Abstract

Schizophrenia and bipolar disorder are associated with neurocognitive symptoms including deficits in attentional set shifting (changing attentional focus from one perceptual dimension to another) and reversal learning (learning a reversed stimulus/outcome contingency). Maternal infection during gestation and chronically flattened glucocorticoid rhythm are aetiological risk factors for schizophrenia and bipolar disorder. We hypothesised that these factors are causative in the neurocognitive deficits observed in schizophrenia and bipolar disorder. Here we used maternal immune activation (MIA) as a rat model of maternal infection, and sub-chronic low dose corticosterone treatment as a rat model of flattened glucocorticoid rhythm. For comparison we examined the effects of sub-chronic phencyclidine – a widely used rodent model of schizophrenia pathology. The effects of these three treatments on neurocognition were explored using the attentional set shifting task – a multistage test of executive functions. As expected, phencyclidine treatment selectively impaired set shifting ability. In contrast, MIA caused a marked and selective impairment of reversal learning. Corticosterone treatment impaired reversal learning but in addition also impaired rule abstraction and prevented the animals from forming an attentional set.

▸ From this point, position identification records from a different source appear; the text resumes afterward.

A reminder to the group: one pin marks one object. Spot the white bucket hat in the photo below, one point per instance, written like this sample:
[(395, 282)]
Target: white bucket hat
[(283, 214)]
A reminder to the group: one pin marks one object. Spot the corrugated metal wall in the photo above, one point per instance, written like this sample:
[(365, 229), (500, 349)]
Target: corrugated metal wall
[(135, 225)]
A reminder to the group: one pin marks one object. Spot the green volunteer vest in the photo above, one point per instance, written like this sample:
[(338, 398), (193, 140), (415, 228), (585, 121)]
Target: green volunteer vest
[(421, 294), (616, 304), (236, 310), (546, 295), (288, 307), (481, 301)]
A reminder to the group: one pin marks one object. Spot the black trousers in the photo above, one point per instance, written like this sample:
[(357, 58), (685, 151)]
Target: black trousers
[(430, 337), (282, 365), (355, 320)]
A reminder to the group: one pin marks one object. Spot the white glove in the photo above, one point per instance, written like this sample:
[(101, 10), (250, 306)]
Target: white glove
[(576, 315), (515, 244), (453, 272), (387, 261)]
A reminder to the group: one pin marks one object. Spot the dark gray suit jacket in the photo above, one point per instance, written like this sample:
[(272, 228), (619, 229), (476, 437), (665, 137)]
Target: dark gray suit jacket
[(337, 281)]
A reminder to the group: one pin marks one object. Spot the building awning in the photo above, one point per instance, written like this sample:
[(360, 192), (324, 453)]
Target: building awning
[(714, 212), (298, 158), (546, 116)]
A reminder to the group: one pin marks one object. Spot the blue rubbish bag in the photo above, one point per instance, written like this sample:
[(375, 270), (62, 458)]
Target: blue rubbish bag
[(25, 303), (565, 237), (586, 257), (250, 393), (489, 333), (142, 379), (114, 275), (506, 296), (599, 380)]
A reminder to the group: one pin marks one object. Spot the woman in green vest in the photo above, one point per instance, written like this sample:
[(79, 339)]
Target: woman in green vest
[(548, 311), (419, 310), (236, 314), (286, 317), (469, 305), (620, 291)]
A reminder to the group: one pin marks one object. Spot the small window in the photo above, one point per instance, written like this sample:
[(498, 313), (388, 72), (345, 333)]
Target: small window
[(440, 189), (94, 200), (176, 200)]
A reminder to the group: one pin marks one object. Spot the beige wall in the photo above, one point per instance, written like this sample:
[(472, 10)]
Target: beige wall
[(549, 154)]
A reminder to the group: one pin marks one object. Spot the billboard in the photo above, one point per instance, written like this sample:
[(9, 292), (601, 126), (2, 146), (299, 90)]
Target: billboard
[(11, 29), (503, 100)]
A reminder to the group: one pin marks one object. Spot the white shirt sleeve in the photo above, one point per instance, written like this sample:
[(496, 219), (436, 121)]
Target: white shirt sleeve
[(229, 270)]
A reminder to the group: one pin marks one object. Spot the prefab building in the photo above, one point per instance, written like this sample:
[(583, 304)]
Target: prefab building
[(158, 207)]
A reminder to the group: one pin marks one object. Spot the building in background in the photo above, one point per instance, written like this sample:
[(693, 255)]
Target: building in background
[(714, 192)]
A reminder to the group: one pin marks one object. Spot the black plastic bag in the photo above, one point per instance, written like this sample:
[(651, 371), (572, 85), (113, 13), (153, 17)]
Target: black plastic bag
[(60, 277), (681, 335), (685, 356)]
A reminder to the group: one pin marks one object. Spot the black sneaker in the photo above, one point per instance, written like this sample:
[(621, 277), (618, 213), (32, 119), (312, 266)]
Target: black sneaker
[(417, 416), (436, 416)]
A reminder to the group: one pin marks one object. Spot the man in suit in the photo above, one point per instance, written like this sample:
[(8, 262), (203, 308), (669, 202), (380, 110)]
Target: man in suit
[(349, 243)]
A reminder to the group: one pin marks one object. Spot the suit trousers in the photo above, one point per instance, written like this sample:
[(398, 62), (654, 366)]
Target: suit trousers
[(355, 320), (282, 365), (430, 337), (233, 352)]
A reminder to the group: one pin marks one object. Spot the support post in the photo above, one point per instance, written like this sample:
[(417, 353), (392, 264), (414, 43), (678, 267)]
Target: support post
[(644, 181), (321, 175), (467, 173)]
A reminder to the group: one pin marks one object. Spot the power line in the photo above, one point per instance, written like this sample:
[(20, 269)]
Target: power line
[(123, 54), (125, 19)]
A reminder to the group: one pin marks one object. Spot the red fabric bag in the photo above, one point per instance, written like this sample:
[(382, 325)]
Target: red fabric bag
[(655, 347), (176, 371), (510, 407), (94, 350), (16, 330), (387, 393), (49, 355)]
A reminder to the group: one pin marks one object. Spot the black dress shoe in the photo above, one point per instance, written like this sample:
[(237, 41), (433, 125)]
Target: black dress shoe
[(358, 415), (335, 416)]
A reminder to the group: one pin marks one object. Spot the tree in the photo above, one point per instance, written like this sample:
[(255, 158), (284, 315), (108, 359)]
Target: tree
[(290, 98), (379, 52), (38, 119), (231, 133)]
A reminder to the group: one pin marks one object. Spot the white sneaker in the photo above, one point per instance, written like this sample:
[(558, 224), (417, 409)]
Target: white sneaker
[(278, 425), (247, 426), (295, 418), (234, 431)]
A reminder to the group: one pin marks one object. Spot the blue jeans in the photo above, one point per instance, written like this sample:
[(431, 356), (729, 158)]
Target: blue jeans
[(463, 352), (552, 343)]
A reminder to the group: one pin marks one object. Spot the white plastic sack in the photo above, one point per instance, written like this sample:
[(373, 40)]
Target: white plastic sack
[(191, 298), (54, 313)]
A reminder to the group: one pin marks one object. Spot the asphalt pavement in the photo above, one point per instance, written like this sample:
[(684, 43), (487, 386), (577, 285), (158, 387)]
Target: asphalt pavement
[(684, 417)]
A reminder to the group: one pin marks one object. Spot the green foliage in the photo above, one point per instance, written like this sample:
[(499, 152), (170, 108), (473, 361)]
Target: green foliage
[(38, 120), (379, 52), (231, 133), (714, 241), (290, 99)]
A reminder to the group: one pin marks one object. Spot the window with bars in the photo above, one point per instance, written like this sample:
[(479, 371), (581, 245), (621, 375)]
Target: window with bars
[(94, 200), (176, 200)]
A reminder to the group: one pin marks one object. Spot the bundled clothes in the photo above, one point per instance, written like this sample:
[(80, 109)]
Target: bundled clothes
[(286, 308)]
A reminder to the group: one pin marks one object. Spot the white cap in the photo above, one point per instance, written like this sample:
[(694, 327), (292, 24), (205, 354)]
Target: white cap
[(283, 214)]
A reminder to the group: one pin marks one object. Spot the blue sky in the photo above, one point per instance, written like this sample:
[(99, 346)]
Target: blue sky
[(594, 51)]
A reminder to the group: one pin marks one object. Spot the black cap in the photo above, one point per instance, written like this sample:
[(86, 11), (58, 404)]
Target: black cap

The reversal learning deficits induced by MIA and corticosterone treatment were due to increases in non-perseverative rather than perseverative errors. Our data indicate that the cognitive deficits of schizophrenia and bipolar disorder may be explained by aetiological factors including maternal infection and glucocorticoid abnormalities and moreover suggest that the particular spectrum of cognitive deficits in individual patients may depend on the specific underlying aetiology of the disorder.